1978 was a most extraordinary year.

It was the year when in just over a month there were three Popes. Also, it was the year the racist white regime in Rhodesia finally agreed to African majority rule in the new nation of Zimbabwe. Jim Jones gave new impetus to the dangers posed by religious cults with the ghastly mass suicide of his followers at Jonestown. And the unions in Britain embarked upon the process of industrial disruption, forever remembered as the winter of discontent, that led to the rise of Margaret Thatcher.

Things were no less remarkable in New Zealand. At 15 years, Meda McKenzie became the youngest person to swim Cook Strait. The Muldoon Government first unveiled its brutal streak, to be used more persistently a few years later in suppressing anti Springbok Tour protests in 1981, by using the Army and the Police to end forcefully the occupation of Bastion Point. Social Credit’s Bruce Beetham upset the political establishment by winning the Rangitikei by-election. The disastrous “Think Big” projects were unveiled, and New Zealand beat England in a cricket test for the first time. Air New Zealand was merged with the utilitarian state domestic carrier NAC to become the monopoly national airline (although many would argue that as far as the domestic service is concerned, NAC’s neo-Stalinist approach to customer service has prevailed.)
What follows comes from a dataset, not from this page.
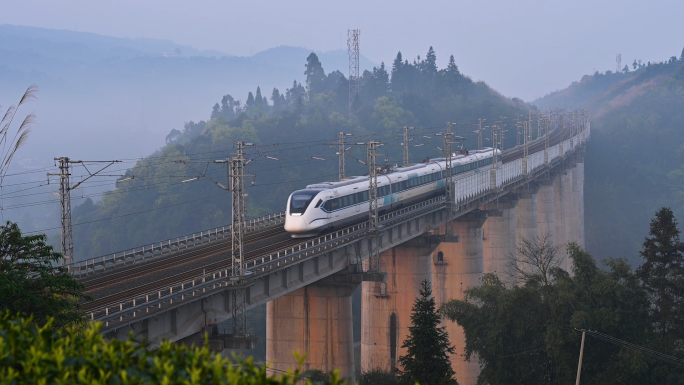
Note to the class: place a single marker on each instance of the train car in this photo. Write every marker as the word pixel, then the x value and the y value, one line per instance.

1978 was also the first year our birth rate fell, even though our population was only about 70% of today’s figure. But here is the rub. Of the children born in 1978, one in four now has a criminal conviction. For men, that figure climbs to one in three. Half of Maori and Pasifika born in 1978 have a criminal conviction. Well over half the offending that led to those convictions occurred when they were in their late teens and early twenties, and most criminal careers were quite short-lived.
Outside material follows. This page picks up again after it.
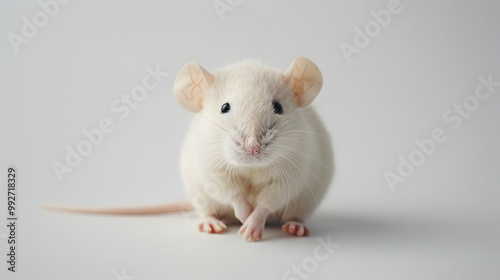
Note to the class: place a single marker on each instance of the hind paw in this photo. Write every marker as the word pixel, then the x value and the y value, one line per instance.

Similar figures could probably be found for other years, but the message is stark. How is it that so many of our young New Zealanders have gone off the rails, and what can be done to prevent that? It is little consolation that many appear to have returned to relatively productive lives after their early twenties.
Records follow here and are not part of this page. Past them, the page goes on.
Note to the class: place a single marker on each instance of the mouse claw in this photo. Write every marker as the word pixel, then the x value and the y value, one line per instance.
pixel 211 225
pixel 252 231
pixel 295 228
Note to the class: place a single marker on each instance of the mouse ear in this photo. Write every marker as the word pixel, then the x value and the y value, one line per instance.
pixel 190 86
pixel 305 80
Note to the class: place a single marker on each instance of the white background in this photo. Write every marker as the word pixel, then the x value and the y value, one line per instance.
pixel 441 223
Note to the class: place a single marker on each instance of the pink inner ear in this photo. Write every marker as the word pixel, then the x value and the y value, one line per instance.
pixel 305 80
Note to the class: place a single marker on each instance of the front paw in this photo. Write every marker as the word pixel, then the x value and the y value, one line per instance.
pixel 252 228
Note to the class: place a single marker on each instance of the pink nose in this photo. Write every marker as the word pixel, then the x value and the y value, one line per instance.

Obviously, family circumstances have a large part to play here, and the significance of family violence leading to severe dysfunction cannot be under-estimated. While the causes of family violence are complex, there is no doubt from all the evidence amassed by Police, social services and health agencies that the impact is profound, and more importantly, that building strong and resilient families and communities, and focusing policy to that end, is at the core of resolving it. Investing in early identification of at risk families and children is far better than spending large amounts of money picking up the shattered pieces later on.

Family-centred policies along these lines have always been at the heart of UnitedFuture’s focus for this reason. While, sadly, no child can choose the circumstances of its upbringing, every child nevertheless has the right to expect the love and affection of both its parents. Nurturing children and strengthening viable families must be at the centre of all our policymaking.

Many of the babies born in 1978 are the parents of today, and their grim experiences in their late teenage years and beyond clearly challenge all of us to ensure the mechanisms and supports are in place to ensure their children do not suffer the same fate.